Potato Kugel?? Schmaltz??? Please enlight me.


----------



## shroomgirl (Aug 11, 2000)

schmaltz...rendered poultry fat usually chicken used as flavoring or as a frying agent or glup as a butter alternative...

Potato kugel...potatos, onions creamy mixtrue baked...usually noodle kugel is sweet but used in a meal as a starch.

I get it right guys?


----------



## isa (Apr 4, 2000)

The things I learn here never stop to amaze me. If I go to the grocery and ask for schmaltz will people know what I am talking about?


Thanks Shroomgirl


----------



## shroomgirl (Aug 11, 2000)

Yep something to cut the fat....beet salad...ala look under the fondue thread.


----------



## mezzaluna (Aug 29, 2000)

Not likely, Sisi. If you ask for chicken fat, the butcher should give you some or sell it to you for next to nothing in price. I actually save it up from chickens I've bought, storing the fat globs in the freezer until I have a chunk about the size of two fists- never weighed it before! Let the fat thaw if it's frozen. Put it in a saucepan with one large onion, slivered. Cover the pan and let the fat render over low/medium heat. No need to add water if you keep an eye on it. When the liquid fat is golden and the cracklings and onions are well-browned but not burned, strain the liquid into a jar or other heatproof container. Let it cool, then refrigerate or freeze.

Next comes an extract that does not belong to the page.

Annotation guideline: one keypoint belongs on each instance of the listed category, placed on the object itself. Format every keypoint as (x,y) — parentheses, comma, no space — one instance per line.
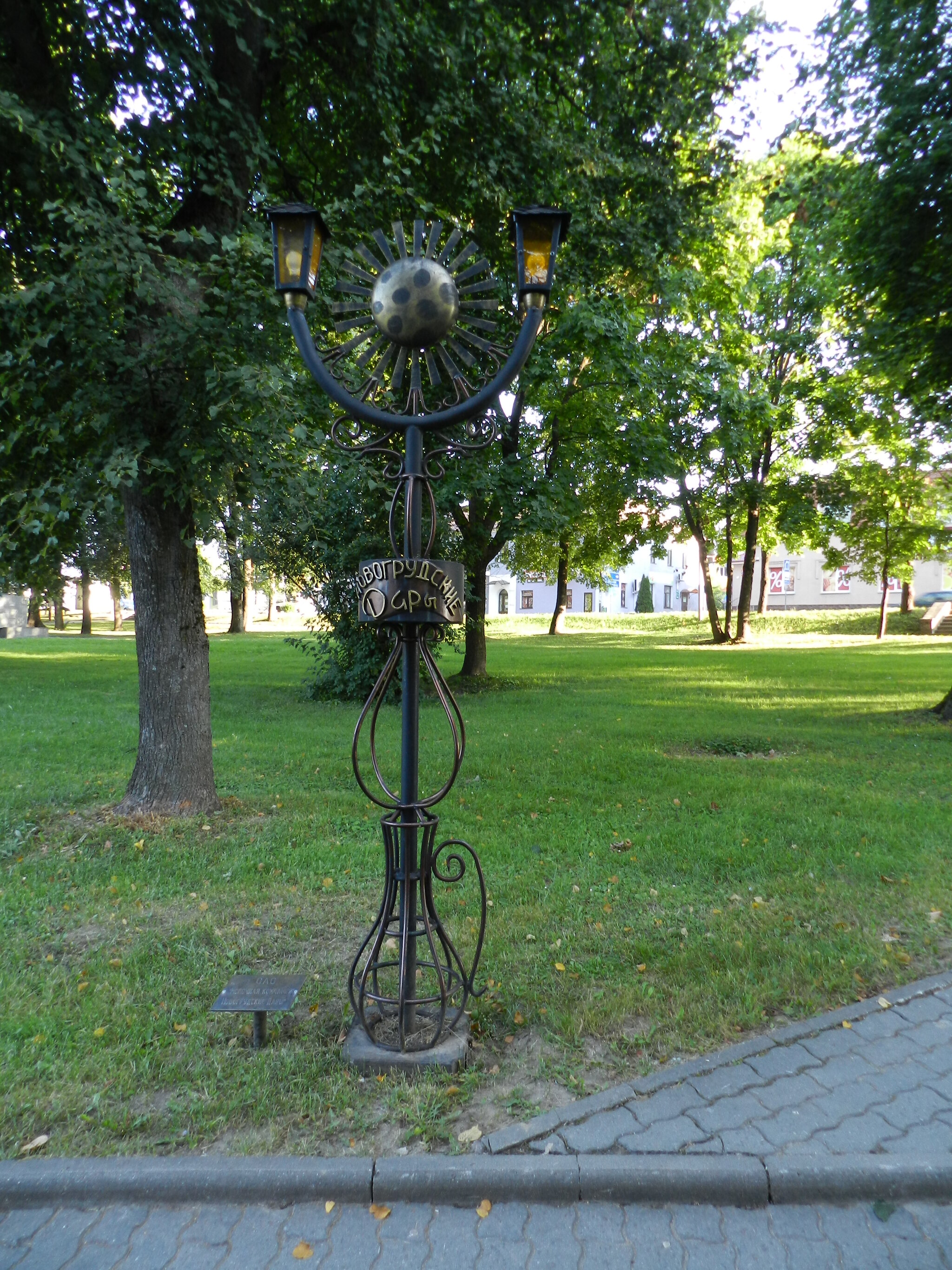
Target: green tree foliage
(645,602)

It will last a very long time under refrigeration, and a very long time indeed in the freezer if closely wrapped. Use the schmaltz in savory dishes such as kugels, frying potato pancakes (part cooking oil, part schamltz for flavor) and so on. Savory noodle kugels contain no dairy products so they can be served with meat (in accordance with the Kosher dietary laws). The cracklings are good in mashed potatoes, noodle kugels, knishes, kasha varnishkes (cooked kasha with bowtie noodles) and lots of other dishes. I'm salivating now, so I've got to go!









[This message has been edited by Mezzaluna (edited 12-04-2000).]


----------



## isa (Apr 4, 2000)

Wow Mezzaluna thanks for the explanation. I'll try that next time I buy a chicken.


----------